NeMLA‘s 51st Annual Conference, March 5-8, 2020, Boston 

Despite the major effects of the UN’s “Declaration of Human Rights” on the global environment, the writing of and the implementation of rights do not guarantee protection of those rights. Instead, the 21st century led to a growth of human rights violations across the world. To quote Joseph Slaughter: if it can be called the “age of human rights” it is also the “age of human rights violations” (6). This polarized perception has only led to a growth of works that overtly engage the reader/viewer/player with both of the notions of rights and how the violations affect the individual and the community, yet it is the imagining of rights which become an important component of social justice and, at times, can be more redemptive than the enforcement of law because it emphasizes what it means to be human. 

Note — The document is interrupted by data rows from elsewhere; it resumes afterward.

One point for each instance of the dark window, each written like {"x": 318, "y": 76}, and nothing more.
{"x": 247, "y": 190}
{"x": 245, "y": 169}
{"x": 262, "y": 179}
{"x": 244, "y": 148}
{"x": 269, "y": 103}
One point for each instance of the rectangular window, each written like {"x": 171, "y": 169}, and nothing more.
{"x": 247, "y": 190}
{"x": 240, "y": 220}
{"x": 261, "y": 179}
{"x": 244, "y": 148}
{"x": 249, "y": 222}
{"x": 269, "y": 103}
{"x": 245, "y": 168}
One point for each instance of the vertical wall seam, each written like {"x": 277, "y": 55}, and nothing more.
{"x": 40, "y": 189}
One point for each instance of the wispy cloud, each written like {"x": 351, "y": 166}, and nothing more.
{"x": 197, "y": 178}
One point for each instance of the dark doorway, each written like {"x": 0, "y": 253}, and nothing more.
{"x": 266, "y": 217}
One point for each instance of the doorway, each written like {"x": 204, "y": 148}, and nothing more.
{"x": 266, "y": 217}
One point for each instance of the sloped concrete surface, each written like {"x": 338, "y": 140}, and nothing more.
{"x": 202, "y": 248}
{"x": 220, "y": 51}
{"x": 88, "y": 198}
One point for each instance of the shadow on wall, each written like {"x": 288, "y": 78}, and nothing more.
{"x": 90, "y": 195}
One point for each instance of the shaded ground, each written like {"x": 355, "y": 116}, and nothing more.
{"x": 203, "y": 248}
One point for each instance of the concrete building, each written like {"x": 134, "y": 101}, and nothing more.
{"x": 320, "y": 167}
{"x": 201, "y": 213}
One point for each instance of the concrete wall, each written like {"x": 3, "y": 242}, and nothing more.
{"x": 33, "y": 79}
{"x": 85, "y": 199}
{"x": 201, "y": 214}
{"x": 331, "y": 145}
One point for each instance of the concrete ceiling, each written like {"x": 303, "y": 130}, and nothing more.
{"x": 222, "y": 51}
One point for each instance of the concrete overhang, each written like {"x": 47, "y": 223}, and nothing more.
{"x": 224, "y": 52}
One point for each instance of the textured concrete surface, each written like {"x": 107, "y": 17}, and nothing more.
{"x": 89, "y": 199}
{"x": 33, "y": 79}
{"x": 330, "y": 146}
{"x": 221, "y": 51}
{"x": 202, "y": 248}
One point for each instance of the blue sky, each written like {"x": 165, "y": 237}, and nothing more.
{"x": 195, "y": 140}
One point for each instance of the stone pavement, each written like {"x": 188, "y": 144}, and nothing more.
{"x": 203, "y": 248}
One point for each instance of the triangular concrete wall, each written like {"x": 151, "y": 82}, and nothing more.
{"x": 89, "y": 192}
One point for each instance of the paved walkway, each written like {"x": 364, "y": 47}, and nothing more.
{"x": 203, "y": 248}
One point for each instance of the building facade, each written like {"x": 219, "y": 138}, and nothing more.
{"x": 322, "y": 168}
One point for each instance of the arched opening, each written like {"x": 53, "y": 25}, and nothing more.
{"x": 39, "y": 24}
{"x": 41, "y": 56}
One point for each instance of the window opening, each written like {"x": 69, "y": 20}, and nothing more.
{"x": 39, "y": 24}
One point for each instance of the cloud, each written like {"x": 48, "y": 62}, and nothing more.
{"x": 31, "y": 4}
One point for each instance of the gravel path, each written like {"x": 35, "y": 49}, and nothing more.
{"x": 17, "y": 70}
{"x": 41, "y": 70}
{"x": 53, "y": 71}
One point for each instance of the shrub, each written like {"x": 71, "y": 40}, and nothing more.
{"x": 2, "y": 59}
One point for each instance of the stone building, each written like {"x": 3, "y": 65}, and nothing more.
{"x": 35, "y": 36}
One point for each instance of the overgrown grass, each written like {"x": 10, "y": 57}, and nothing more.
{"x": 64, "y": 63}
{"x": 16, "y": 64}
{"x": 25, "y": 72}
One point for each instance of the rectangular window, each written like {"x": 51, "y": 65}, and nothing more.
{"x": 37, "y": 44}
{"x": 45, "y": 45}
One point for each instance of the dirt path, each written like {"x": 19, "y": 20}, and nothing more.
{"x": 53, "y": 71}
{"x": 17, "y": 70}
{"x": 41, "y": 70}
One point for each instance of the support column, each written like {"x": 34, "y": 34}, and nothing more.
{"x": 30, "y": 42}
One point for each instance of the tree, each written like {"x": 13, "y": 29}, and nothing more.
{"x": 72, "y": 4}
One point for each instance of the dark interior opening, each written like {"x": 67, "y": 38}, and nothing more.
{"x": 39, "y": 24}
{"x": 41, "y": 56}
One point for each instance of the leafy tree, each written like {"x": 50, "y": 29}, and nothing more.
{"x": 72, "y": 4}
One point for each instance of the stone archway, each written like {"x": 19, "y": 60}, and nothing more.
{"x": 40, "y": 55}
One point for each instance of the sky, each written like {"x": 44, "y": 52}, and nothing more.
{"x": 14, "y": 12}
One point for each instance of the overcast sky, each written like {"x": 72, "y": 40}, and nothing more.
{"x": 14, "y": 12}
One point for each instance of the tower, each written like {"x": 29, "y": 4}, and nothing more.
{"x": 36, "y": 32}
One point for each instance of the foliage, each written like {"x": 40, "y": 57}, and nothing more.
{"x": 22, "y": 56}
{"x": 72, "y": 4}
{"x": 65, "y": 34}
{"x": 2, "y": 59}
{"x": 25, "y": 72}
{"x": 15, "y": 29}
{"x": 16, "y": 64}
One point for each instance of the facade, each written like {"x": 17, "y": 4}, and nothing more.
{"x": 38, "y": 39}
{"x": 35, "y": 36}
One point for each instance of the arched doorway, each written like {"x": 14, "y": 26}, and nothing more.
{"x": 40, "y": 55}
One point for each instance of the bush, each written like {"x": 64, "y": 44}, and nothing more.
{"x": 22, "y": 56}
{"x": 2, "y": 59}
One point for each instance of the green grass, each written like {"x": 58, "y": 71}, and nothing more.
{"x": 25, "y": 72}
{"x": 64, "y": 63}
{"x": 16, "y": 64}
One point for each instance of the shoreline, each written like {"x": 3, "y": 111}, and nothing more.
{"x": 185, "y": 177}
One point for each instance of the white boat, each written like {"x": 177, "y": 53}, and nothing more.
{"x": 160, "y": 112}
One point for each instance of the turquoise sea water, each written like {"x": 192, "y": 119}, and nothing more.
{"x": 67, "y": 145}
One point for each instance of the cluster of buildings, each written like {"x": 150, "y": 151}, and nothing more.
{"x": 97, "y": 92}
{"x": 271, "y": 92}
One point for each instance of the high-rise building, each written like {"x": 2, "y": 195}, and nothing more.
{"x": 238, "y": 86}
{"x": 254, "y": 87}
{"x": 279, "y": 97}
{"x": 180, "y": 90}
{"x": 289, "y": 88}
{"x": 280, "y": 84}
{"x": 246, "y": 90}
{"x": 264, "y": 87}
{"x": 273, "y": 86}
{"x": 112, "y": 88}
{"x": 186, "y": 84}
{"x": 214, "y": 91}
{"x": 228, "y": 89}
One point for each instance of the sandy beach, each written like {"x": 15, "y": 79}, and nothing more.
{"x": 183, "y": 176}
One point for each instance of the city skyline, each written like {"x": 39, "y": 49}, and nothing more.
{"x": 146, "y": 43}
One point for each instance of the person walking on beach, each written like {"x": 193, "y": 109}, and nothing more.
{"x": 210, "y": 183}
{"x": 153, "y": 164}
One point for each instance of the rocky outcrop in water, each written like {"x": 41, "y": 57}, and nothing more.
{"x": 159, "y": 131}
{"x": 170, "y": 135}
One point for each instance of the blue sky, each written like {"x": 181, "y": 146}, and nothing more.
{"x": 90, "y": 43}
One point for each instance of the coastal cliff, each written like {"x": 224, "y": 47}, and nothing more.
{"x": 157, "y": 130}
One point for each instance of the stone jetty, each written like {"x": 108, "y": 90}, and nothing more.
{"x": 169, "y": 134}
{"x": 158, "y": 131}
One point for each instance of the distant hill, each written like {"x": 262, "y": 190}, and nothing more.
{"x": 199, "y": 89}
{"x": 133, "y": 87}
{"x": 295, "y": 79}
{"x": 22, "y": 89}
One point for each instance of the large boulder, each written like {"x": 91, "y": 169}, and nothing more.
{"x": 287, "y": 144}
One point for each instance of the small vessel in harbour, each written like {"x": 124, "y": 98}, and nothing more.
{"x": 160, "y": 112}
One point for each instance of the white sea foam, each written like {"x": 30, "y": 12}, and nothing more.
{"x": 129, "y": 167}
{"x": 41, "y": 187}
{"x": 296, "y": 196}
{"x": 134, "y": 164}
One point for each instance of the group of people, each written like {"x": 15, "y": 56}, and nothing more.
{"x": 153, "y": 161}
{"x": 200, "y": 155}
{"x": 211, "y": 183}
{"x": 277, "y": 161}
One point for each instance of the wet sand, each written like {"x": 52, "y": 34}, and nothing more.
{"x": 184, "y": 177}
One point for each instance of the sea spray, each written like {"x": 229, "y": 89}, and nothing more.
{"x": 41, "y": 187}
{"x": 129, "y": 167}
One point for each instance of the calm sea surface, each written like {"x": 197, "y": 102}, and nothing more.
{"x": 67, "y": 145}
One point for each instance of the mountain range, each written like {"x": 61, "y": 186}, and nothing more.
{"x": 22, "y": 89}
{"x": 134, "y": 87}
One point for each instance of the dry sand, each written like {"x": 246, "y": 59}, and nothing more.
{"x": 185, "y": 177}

In addition, the growth of technology also gave way to a new way of imagining our rights both in function and form. This panel invites papers that engage with the imagining and interpretation of human rights in 21st-century literature, with a preference toward a multi-genre approach including digital literatures. Lastly, it also seeks papers that question the role of the human in the conception of rights: What does it mean to be human and what does it mean to be non-human?

Work Cited

Slaughter, Joseph R. Human Rights, Inc.: the World Novel, Narrative Form, and International Law. Fordham Univ. Press, 2009.